Independent Living

The Auto Industry and Seniors: Innovative Solutions for a Growing Demographic

Posted by Frank Herold on February 20, 2019


bigstock--217841473If you think most seniors spend their days rocking on their front porches and regaling stories of their youth, think again.  The fact is, most seniors remain active, including those who face mobility issues.

According to the Insurance Information Institute, for example, more than 40 million seniors in the United States are licensed drivers.  That's an increase of more than 50% (from 1991 to 2015). One of the reasons more seniors are on the roads than in past years is an auto industry that's providing new and innovative solutions to the more common mobility issues many seniors face.

Related Blog: Traveling Tips for Seniors

A Win-Win Scenario

Of course, car companies aren't providing mobility accommodations for purely altruistic reasons.  After all, they're in the business of selling cars, and the rapid spike in the number of senior drivers represents a demographic they'd be unwise to ignore.  At the same time, however, the nature of competition within the auto industry is such that the companies which provide the best solutions are the ones most likely to succeed—and that's a good thing for seniors.

The Best of the Best

Increased competition among auto makers to win the trust of senior drivers is a topic much discussed within the industry, and among those who assess which companies have found the best solutions.  It's one of the reasons, for example, that Consumer Reports (CR) now publishes an annual review, "Top 25 New Cars for Senior Drivers."

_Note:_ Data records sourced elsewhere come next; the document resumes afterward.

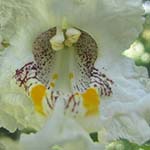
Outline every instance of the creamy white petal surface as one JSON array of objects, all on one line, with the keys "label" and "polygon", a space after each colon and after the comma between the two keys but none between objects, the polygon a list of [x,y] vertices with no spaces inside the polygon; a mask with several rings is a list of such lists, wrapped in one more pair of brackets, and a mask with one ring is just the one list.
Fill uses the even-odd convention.
[{"label": "creamy white petal surface", "polygon": [[[0,58],[0,83],[3,85],[0,87],[0,102],[5,107],[7,103],[8,106],[10,104],[10,107],[18,104],[19,110],[14,111],[14,114],[20,113],[20,109],[24,114],[21,120],[20,116],[13,115],[12,108],[8,108],[7,112],[2,109],[4,119],[2,119],[2,123],[0,122],[1,126],[11,132],[16,128],[23,129],[28,125],[30,126],[28,121],[34,118],[31,115],[32,113],[34,115],[32,102],[25,91],[15,84],[12,77],[16,69],[34,61],[32,45],[35,38],[52,27],[61,27],[64,18],[69,26],[79,28],[92,35],[98,46],[98,58],[94,67],[114,81],[113,95],[101,97],[99,106],[101,113],[98,117],[80,118],[78,122],[62,113],[59,114],[59,120],[59,115],[55,115],[59,110],[57,108],[58,110],[55,109],[56,111],[51,114],[52,117],[45,128],[35,135],[22,138],[22,142],[26,143],[25,146],[31,146],[27,147],[27,150],[29,148],[37,149],[38,146],[42,146],[41,148],[45,150],[57,144],[67,147],[69,143],[74,145],[74,141],[76,145],[79,144],[80,146],[79,141],[76,140],[78,137],[83,141],[81,142],[83,149],[93,149],[99,145],[95,145],[89,139],[89,131],[86,132],[89,129],[91,131],[100,130],[100,132],[104,129],[106,133],[103,138],[106,140],[127,138],[141,144],[150,137],[149,132],[142,132],[143,128],[149,130],[149,120],[146,117],[148,105],[145,110],[144,101],[142,101],[142,98],[148,95],[149,91],[140,80],[141,77],[142,80],[143,78],[147,80],[147,73],[143,72],[143,69],[136,68],[132,61],[121,55],[122,51],[129,47],[129,44],[135,40],[142,29],[143,9],[141,0],[32,0],[22,1],[22,3],[16,0],[2,0],[1,7],[4,9],[0,10],[3,12],[0,14],[2,20],[0,21],[2,24],[0,34],[9,38],[11,46],[5,50]],[[22,13],[19,13],[20,9],[23,16]],[[5,12],[7,17],[4,16]],[[64,56],[68,55],[65,54]],[[59,61],[56,59],[56,62]],[[65,58],[63,62],[66,62]],[[72,69],[74,68],[72,67]],[[24,109],[22,103],[24,107],[26,106]],[[135,103],[139,105],[134,107]],[[141,114],[138,112],[140,104],[145,110]],[[120,107],[122,110],[119,109]],[[62,112],[63,109],[60,108]],[[12,120],[7,120],[5,116],[11,117]],[[23,118],[27,118],[27,123],[26,119]],[[39,127],[36,125],[42,124],[41,120],[38,120],[40,118],[37,117],[33,121],[33,125],[31,125],[33,128],[38,129]],[[139,125],[135,128],[137,121]],[[41,139],[44,139],[42,143],[40,143]]]},{"label": "creamy white petal surface", "polygon": [[93,143],[72,118],[64,116],[62,101],[57,103],[53,116],[37,134],[22,135],[20,144],[25,150],[48,150],[59,145],[64,150],[103,150],[104,145]]}]

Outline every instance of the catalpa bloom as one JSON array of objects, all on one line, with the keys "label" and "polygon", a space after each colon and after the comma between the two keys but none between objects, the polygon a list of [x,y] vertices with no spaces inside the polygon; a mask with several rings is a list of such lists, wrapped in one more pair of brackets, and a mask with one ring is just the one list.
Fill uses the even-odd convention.
[{"label": "catalpa bloom", "polygon": [[21,136],[23,149],[149,140],[147,72],[122,56],[142,29],[140,0],[5,0],[1,7],[1,36],[10,41],[1,56],[1,126],[38,131]]}]

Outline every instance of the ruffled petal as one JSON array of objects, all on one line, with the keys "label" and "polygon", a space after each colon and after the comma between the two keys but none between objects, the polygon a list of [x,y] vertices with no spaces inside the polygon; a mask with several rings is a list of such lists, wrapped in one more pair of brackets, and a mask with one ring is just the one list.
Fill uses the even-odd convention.
[{"label": "ruffled petal", "polygon": [[149,89],[143,84],[144,79],[148,82],[147,71],[124,58],[120,64],[116,62],[115,67],[108,72],[110,75],[118,74],[113,76],[114,94],[101,101],[101,137],[106,141],[124,138],[143,144],[150,139]]},{"label": "ruffled petal", "polygon": [[126,49],[142,29],[141,0],[63,0],[61,5],[59,0],[52,0],[47,6],[54,24],[66,18],[70,25],[88,31],[98,41],[100,55],[110,59],[110,53]]},{"label": "ruffled petal", "polygon": [[99,150],[103,145],[93,143],[89,135],[71,118],[64,116],[62,101],[57,103],[52,118],[36,134],[23,135],[21,145],[26,150],[53,149],[59,145],[65,150]]}]

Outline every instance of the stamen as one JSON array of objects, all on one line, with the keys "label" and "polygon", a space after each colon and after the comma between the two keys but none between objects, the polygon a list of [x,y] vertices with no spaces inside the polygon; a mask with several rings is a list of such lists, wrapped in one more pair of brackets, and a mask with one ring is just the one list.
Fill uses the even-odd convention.
[{"label": "stamen", "polygon": [[69,28],[66,30],[66,37],[65,45],[71,47],[74,43],[76,43],[81,35],[81,32],[75,28]]},{"label": "stamen", "polygon": [[64,41],[65,41],[64,33],[62,31],[57,32],[56,35],[50,39],[52,49],[55,51],[63,49]]}]

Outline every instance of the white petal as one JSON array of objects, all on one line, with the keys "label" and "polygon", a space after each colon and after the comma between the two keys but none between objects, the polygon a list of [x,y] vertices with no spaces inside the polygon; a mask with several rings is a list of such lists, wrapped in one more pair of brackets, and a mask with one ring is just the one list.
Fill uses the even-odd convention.
[{"label": "white petal", "polygon": [[0,126],[7,128],[10,132],[14,132],[17,128],[38,130],[41,122],[44,121],[36,116],[32,101],[13,79],[15,70],[24,63],[22,58],[31,59],[26,54],[18,57],[13,47],[7,49],[0,58],[0,84],[3,85],[0,86]]},{"label": "white petal", "polygon": [[[106,131],[103,136],[107,140],[125,138],[143,144],[150,139],[147,120],[150,106],[147,101],[146,107],[143,100],[143,97],[148,96],[149,90],[141,82],[148,75],[144,68],[136,67],[132,60],[122,59],[112,63],[113,68],[110,66],[107,71],[114,81],[114,87],[112,97],[102,99],[101,102],[100,120]],[[143,115],[139,114],[140,111]]]},{"label": "white petal", "polygon": [[137,0],[52,0],[54,24],[65,17],[68,24],[91,33],[104,54],[126,49],[142,29],[142,1]]},{"label": "white petal", "polygon": [[88,133],[80,128],[75,120],[64,116],[62,101],[57,103],[52,118],[48,120],[44,128],[36,134],[23,135],[21,144],[25,150],[47,150],[55,145],[65,150],[103,149],[103,145],[92,143]]}]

They assess cars based on several issues of critical importance to seniors, including:

  • Ease of access: CR considers issues like step-in heights to accommodate seniors with physical limitations

  • Enhanced external visibility: the cars that made the top-25 list make it easier to see in front, in back and on the sides

  • More user-friendly controls: seniors want gauges that are easier to read and controls (like those for heat and AC) that are easier to manage

  • Better night vision: to accommodate seniors with impaired vision, the best models include more powerful headlights for safer driving at night

This year's "best of the best" list finds the Subaru Forester, the Subaru Outback and the Kia Soul rounding out the top 3—but those rankings will undoubtedly change as auto makers hit upon even more innovative approaches to design and engineering, like the one adopted by Ford.

Walking in Someone Else's Shoes:  The "Third Age Suit"

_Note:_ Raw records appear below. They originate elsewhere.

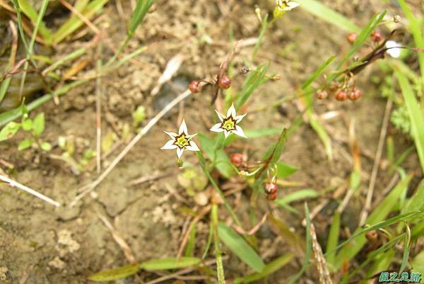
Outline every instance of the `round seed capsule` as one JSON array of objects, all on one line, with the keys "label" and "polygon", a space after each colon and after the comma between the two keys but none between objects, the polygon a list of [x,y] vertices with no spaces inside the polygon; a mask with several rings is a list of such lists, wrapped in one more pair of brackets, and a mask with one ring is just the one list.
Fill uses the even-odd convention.
[{"label": "round seed capsule", "polygon": [[336,99],[337,101],[343,101],[348,99],[348,93],[343,90],[338,91],[336,93]]},{"label": "round seed capsule", "polygon": [[358,35],[355,33],[351,33],[348,35],[348,41],[350,44],[353,45],[355,40],[358,38]]},{"label": "round seed capsule", "polygon": [[317,91],[317,98],[319,100],[324,100],[327,98],[329,94],[327,93],[326,91],[319,90]]},{"label": "round seed capsule", "polygon": [[223,75],[218,81],[218,85],[222,89],[227,89],[231,86],[232,82],[232,81],[231,81],[228,75]]},{"label": "round seed capsule", "polygon": [[193,93],[199,93],[201,91],[202,86],[199,81],[192,81],[189,85],[189,89]]}]

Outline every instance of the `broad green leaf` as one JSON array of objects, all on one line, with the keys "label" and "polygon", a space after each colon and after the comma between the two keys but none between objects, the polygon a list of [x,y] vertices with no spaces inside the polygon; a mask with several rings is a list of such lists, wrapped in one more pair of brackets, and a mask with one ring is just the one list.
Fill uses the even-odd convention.
[{"label": "broad green leaf", "polygon": [[256,272],[261,272],[265,263],[258,254],[250,246],[245,239],[225,223],[219,222],[218,234],[223,242],[234,254]]},{"label": "broad green leaf", "polygon": [[18,150],[25,150],[25,149],[30,147],[33,145],[33,141],[32,139],[24,139],[23,140],[20,141],[20,143],[19,143],[19,145],[18,146]]},{"label": "broad green leaf", "polygon": [[151,259],[140,263],[140,268],[148,271],[182,268],[200,263],[201,259],[196,257],[170,257],[167,259]]},{"label": "broad green leaf", "polygon": [[204,151],[211,159],[213,159],[214,154],[216,152],[216,169],[219,172],[227,178],[231,177],[234,174],[234,169],[224,150],[221,149],[215,151],[213,140],[203,134],[199,134],[197,137]]},{"label": "broad green leaf", "polygon": [[15,135],[16,132],[20,128],[20,123],[16,123],[13,121],[8,123],[0,131],[0,141],[7,140]]},{"label": "broad green leaf", "polygon": [[293,201],[299,201],[306,198],[315,198],[318,196],[319,196],[319,193],[318,193],[316,191],[311,188],[307,188],[286,194],[283,198],[276,199],[274,202],[279,205],[282,205],[284,204],[289,204]]},{"label": "broad green leaf", "polygon": [[288,176],[295,174],[298,169],[295,166],[281,163],[281,161],[277,161],[276,165],[277,166],[277,177],[278,178],[285,178]]},{"label": "broad green leaf", "polygon": [[397,70],[394,70],[394,74],[402,90],[402,95],[411,119],[411,134],[418,152],[421,171],[424,173],[424,110],[420,108],[420,103],[405,75]]},{"label": "broad green leaf", "polygon": [[41,113],[37,115],[33,120],[34,135],[39,137],[45,130],[45,115]]},{"label": "broad green leaf", "polygon": [[351,22],[344,16],[328,8],[317,0],[296,0],[300,8],[307,11],[323,21],[332,23],[346,32],[360,33],[360,28]]},{"label": "broad green leaf", "polygon": [[274,259],[269,263],[266,264],[262,272],[252,273],[244,277],[239,277],[234,280],[234,284],[249,283],[253,281],[257,281],[264,278],[273,273],[276,271],[281,269],[283,266],[288,263],[293,259],[295,255],[292,253],[285,254],[278,259]]},{"label": "broad green leaf", "polygon": [[136,274],[140,270],[140,264],[134,263],[122,266],[119,268],[110,269],[90,275],[88,279],[96,282],[112,281],[122,279]]},{"label": "broad green leaf", "polygon": [[22,129],[23,130],[30,131],[33,130],[33,120],[31,120],[31,119],[23,120],[21,124],[22,124]]}]

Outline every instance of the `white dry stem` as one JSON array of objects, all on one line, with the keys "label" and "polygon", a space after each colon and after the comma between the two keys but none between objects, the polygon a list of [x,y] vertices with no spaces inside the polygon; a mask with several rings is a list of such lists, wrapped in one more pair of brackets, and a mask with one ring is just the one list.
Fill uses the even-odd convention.
[{"label": "white dry stem", "polygon": [[54,200],[52,200],[50,198],[47,197],[46,195],[43,195],[42,194],[40,193],[39,192],[35,191],[33,189],[30,188],[26,186],[24,186],[23,184],[19,183],[17,181],[10,179],[7,176],[0,175],[0,181],[4,181],[5,183],[8,183],[8,185],[13,188],[16,188],[20,189],[25,192],[27,192],[30,194],[32,194],[33,195],[37,197],[38,198],[47,202],[47,203],[49,203],[52,205],[54,205],[56,207],[60,206],[59,203],[54,201]]},{"label": "white dry stem", "polygon": [[168,61],[167,64],[166,64],[166,67],[165,68],[165,71],[162,75],[160,75],[159,79],[158,79],[156,86],[152,89],[151,96],[154,96],[159,93],[159,90],[160,89],[162,85],[172,78],[172,76],[174,76],[174,74],[179,69],[183,60],[184,57],[182,55],[178,54]]},{"label": "white dry stem", "polygon": [[383,125],[382,125],[380,136],[378,140],[378,146],[377,147],[377,153],[375,154],[375,159],[374,160],[372,171],[371,172],[371,180],[370,181],[368,192],[367,193],[367,200],[365,200],[365,205],[364,206],[363,212],[361,212],[360,219],[359,221],[360,227],[362,227],[365,223],[367,217],[368,217],[368,212],[371,210],[372,195],[374,195],[374,188],[375,187],[375,181],[377,180],[378,167],[379,165],[380,160],[382,159],[383,147],[384,147],[386,134],[387,133],[387,125],[389,125],[389,118],[390,118],[390,112],[391,110],[392,105],[393,101],[391,99],[389,99],[387,101],[387,103],[386,104],[386,110],[384,110],[384,117],[383,118]]},{"label": "white dry stem", "polygon": [[128,143],[126,147],[119,153],[119,154],[113,160],[110,165],[100,174],[100,176],[94,181],[92,183],[90,183],[81,188],[81,193],[78,194],[73,200],[69,204],[70,207],[75,206],[79,200],[81,200],[84,196],[93,191],[103,180],[114,169],[114,167],[121,161],[122,158],[131,149],[131,148],[143,137],[146,134],[151,130],[151,127],[155,125],[160,118],[163,117],[168,111],[170,111],[174,106],[178,104],[180,101],[183,101],[189,96],[192,94],[192,91],[189,89],[187,89],[184,92],[180,93],[177,98],[172,101],[168,103],[162,110],[160,110],[153,118],[152,118],[148,123],[143,127],[140,132],[134,137],[132,140]]},{"label": "white dry stem", "polygon": [[322,254],[322,249],[321,246],[317,239],[317,233],[315,232],[315,226],[311,224],[311,239],[312,242],[312,250],[314,251],[314,256],[315,256],[315,261],[317,261],[317,268],[318,268],[318,273],[319,274],[319,283],[320,284],[333,284],[329,268],[327,268],[325,258]]}]

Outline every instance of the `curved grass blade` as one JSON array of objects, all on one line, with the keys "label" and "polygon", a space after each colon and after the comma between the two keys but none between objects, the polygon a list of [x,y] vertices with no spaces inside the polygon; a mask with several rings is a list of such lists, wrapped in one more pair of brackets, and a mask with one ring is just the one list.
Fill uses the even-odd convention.
[{"label": "curved grass blade", "polygon": [[257,272],[263,271],[265,263],[261,257],[235,230],[220,222],[218,225],[218,234],[225,246],[244,263]]},{"label": "curved grass blade", "polygon": [[100,271],[88,276],[88,279],[96,282],[112,281],[122,279],[136,274],[140,270],[140,264],[134,263],[119,268]]}]

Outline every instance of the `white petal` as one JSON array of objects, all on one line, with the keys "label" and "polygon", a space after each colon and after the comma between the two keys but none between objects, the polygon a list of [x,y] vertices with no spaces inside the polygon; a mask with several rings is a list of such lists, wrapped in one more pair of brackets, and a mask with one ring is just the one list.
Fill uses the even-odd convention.
[{"label": "white petal", "polygon": [[187,146],[186,149],[189,151],[200,151],[194,141],[190,141],[190,144]]},{"label": "white petal", "polygon": [[220,123],[216,123],[215,125],[212,126],[209,130],[215,132],[222,132],[224,131],[224,130],[220,127]]},{"label": "white petal", "polygon": [[192,138],[193,138],[194,136],[197,135],[197,134],[198,134],[198,133],[194,133],[194,134],[192,134],[192,135],[187,135],[186,136],[186,138],[187,138],[187,139],[192,139]]},{"label": "white petal", "polygon": [[181,135],[182,133],[187,134],[187,125],[186,125],[184,120],[182,120],[182,123],[181,123],[181,125],[179,125],[179,129],[178,130],[178,134]]},{"label": "white petal", "polygon": [[240,127],[238,125],[235,125],[235,130],[232,130],[232,133],[234,133],[237,135],[241,136],[242,137],[247,138],[246,135],[245,135],[245,132],[243,132],[243,130],[242,129],[242,127]]},{"label": "white petal", "polygon": [[160,149],[163,150],[172,150],[174,149],[178,148],[178,147],[174,144],[174,140],[170,140],[165,143],[165,145]]},{"label": "white petal", "polygon": [[221,113],[219,113],[218,110],[215,110],[215,112],[216,113],[216,114],[218,115],[218,118],[219,118],[219,120],[221,121],[221,123],[223,122],[223,120],[224,119],[225,119],[225,115],[224,115],[223,114],[222,114]]},{"label": "white petal", "polygon": [[401,46],[401,45],[394,40],[387,40],[386,42],[386,47],[389,48],[389,50],[387,50],[386,52],[387,52],[391,57],[397,58],[401,56],[401,49],[396,47],[399,47]]},{"label": "white petal", "polygon": [[242,120],[245,118],[245,116],[246,116],[247,114],[247,113],[245,113],[242,115],[237,115],[235,118],[234,118],[234,119],[235,120],[235,123],[238,123],[240,121],[242,121]]},{"label": "white petal", "polygon": [[182,149],[177,148],[177,157],[178,157],[178,159],[181,159],[181,155],[182,155],[182,153],[184,153],[184,148],[182,148]]},{"label": "white petal", "polygon": [[175,132],[168,132],[166,131],[164,131],[164,132],[165,132],[166,134],[167,134],[168,135],[170,135],[170,137],[172,139],[175,138],[177,136],[178,136],[178,135]]},{"label": "white petal", "polygon": [[235,117],[235,108],[234,108],[234,103],[231,103],[231,106],[227,111],[227,118],[229,116],[232,116],[232,118]]},{"label": "white petal", "polygon": [[290,11],[290,10],[294,9],[295,8],[296,8],[297,6],[298,6],[299,5],[300,5],[299,3],[290,1],[290,2],[288,2],[288,9]]}]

One of the challenges for engineers is experiencing driving the way seniors do, taking into account, in other words, the specific challenges they face.  Ford found a simple and effective solution: its "Third Age Suit," which simulates those challenges for designers and engineers. As A Place for Mom explains:

"The suit is worn by Ford's engineers to simulate physical conditions experienced by customers and exemplify how these limitations impact a customer's overall experience with the vehicle.  The suit is designed to limit mobility especially around the joints (ankles, elbows and knees). The range of motion is also limited when wearing the suit, making it difficult to shift weight from one foot to the other and almost impossible to fully turn the head to check blind spots."

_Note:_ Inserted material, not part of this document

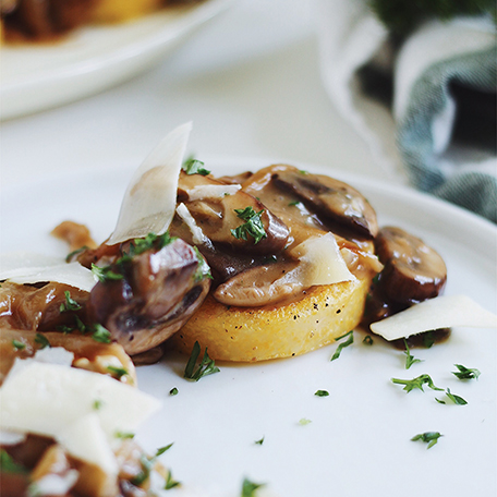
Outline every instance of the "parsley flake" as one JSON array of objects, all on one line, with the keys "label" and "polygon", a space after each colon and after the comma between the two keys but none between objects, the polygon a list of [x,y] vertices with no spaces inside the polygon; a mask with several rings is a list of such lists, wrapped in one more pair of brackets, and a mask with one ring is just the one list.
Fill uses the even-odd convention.
[{"label": "parsley flake", "polygon": [[234,209],[234,211],[237,213],[237,217],[245,221],[234,230],[231,230],[231,234],[237,240],[241,239],[246,241],[246,235],[250,234],[254,239],[254,244],[257,244],[263,238],[267,238],[263,220],[260,219],[264,209],[256,213],[251,206],[248,206],[244,209]]},{"label": "parsley flake", "polygon": [[51,347],[48,338],[44,334],[36,334],[35,335],[35,342],[38,343],[40,349],[45,349],[47,347]]},{"label": "parsley flake", "polygon": [[27,469],[17,464],[12,457],[4,450],[0,449],[0,466],[3,473],[27,473]]},{"label": "parsley flake", "polygon": [[456,375],[459,379],[478,379],[482,374],[475,367],[465,367],[462,364],[454,364],[459,371],[453,371],[452,375]]},{"label": "parsley flake", "polygon": [[129,375],[128,371],[124,367],[107,366],[107,371],[116,375],[118,379],[121,379],[123,376]]},{"label": "parsley flake", "polygon": [[328,392],[328,390],[316,390],[316,392],[314,395],[316,397],[328,397],[329,392]]},{"label": "parsley flake", "polygon": [[423,362],[421,359],[414,359],[413,355],[411,355],[411,351],[409,350],[408,341],[404,338],[404,344],[405,344],[405,369],[409,369],[413,364],[416,362]]},{"label": "parsley flake", "polygon": [[364,337],[363,343],[364,343],[365,346],[372,346],[372,344],[373,344],[373,338],[371,337],[371,335],[366,335],[366,336]]},{"label": "parsley flake", "polygon": [[419,388],[421,391],[424,391],[423,385],[427,385],[432,390],[444,390],[443,388],[438,388],[434,385],[433,379],[429,377],[429,375],[421,375],[413,379],[391,378],[391,383],[396,385],[403,385],[403,390],[405,390],[408,393],[411,390],[414,390],[414,388]]},{"label": "parsley flake", "polygon": [[[468,401],[465,401],[462,397],[456,396],[451,393],[450,388],[447,388],[446,390],[446,396],[456,404],[456,405],[465,405]],[[438,403],[444,403],[445,402],[440,399],[435,399]]]},{"label": "parsley flake", "polygon": [[425,432],[425,433],[420,433],[419,435],[414,435],[411,438],[411,440],[412,441],[416,441],[416,440],[424,441],[425,444],[428,444],[428,447],[426,447],[426,448],[431,449],[438,441],[438,438],[440,438],[443,436],[444,435],[441,435],[438,432]]},{"label": "parsley flake", "polygon": [[207,354],[207,347],[204,351],[204,357],[202,359],[201,363],[198,364],[197,368],[195,369],[195,365],[201,353],[201,346],[196,341],[193,346],[192,354],[190,355],[189,362],[186,363],[186,367],[184,368],[183,377],[186,379],[192,379],[194,381],[198,381],[201,378],[207,375],[211,375],[214,373],[219,372],[219,367],[216,367],[214,364],[214,360],[209,357]]},{"label": "parsley flake", "polygon": [[64,295],[65,302],[62,302],[62,304],[60,304],[59,307],[59,311],[61,313],[71,313],[74,311],[80,311],[82,308],[81,305],[74,299],[71,298],[70,291],[65,290]]},{"label": "parsley flake", "polygon": [[255,497],[255,490],[257,488],[263,487],[264,483],[254,483],[251,482],[248,478],[244,478],[242,483],[242,493],[240,497]]},{"label": "parsley flake", "polygon": [[183,171],[189,175],[191,175],[191,174],[202,174],[202,175],[210,174],[210,171],[208,169],[205,169],[204,166],[205,166],[205,163],[202,160],[189,158],[183,162],[183,166],[181,169],[183,169]]},{"label": "parsley flake", "polygon": [[177,482],[175,480],[172,478],[172,474],[169,471],[168,472],[168,477],[166,478],[166,485],[163,486],[165,490],[170,490],[171,488],[174,488],[177,486],[180,486],[181,483]]},{"label": "parsley flake", "polygon": [[94,325],[94,332],[92,334],[92,338],[95,341],[98,341],[100,343],[110,343],[110,331],[104,326],[99,325],[98,323]]},{"label": "parsley flake", "polygon": [[349,331],[346,335],[342,335],[341,337],[338,337],[335,339],[335,341],[341,340],[342,338],[349,337],[344,342],[340,342],[338,344],[337,350],[335,351],[335,354],[330,359],[330,361],[335,361],[336,359],[340,357],[341,351],[346,348],[351,346],[354,342],[354,330]]},{"label": "parsley flake", "polygon": [[107,281],[117,281],[124,278],[123,275],[112,270],[112,266],[99,267],[96,264],[92,264],[92,272],[100,281],[105,283]]},{"label": "parsley flake", "polygon": [[22,341],[15,340],[15,338],[12,340],[12,347],[15,350],[24,350],[26,348],[26,344],[23,343]]}]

To further accommodate vision impairment, the suit comes with a pair of goggles which allows the wearer to experience sight the way seniors with glaucoma or cataracts do.  In addition, there are special gloves that simulate the effects of carpal tunnel syndrome and Parkinson's Disease.

The Results Are In

Ford's "Third Age Suit," now in use for more than 20 years, has been much more than an academic exercise.  It's goal from the outset was to enable life-improving design changes that will make driving easier and more enjoyable for seniors.  Design changes already in place include bigger doors, raised buttons and controls, seat belts that are easier to fasten, gauges which are easier to read and windshields that widen field of vision.


Seniors—and those who care for them—want to improve their lives and remain active and vital now and in the future.  Fortunately, businesses recognize their increased numbers and purchasing power and are responding with innovative design solutions that help them do just that.  Ford's "Third Age Suit" in this sense represents the wave of the future, a future in which seniors are taken more seriously and can more easily find accommodations which improve the quality of their lives.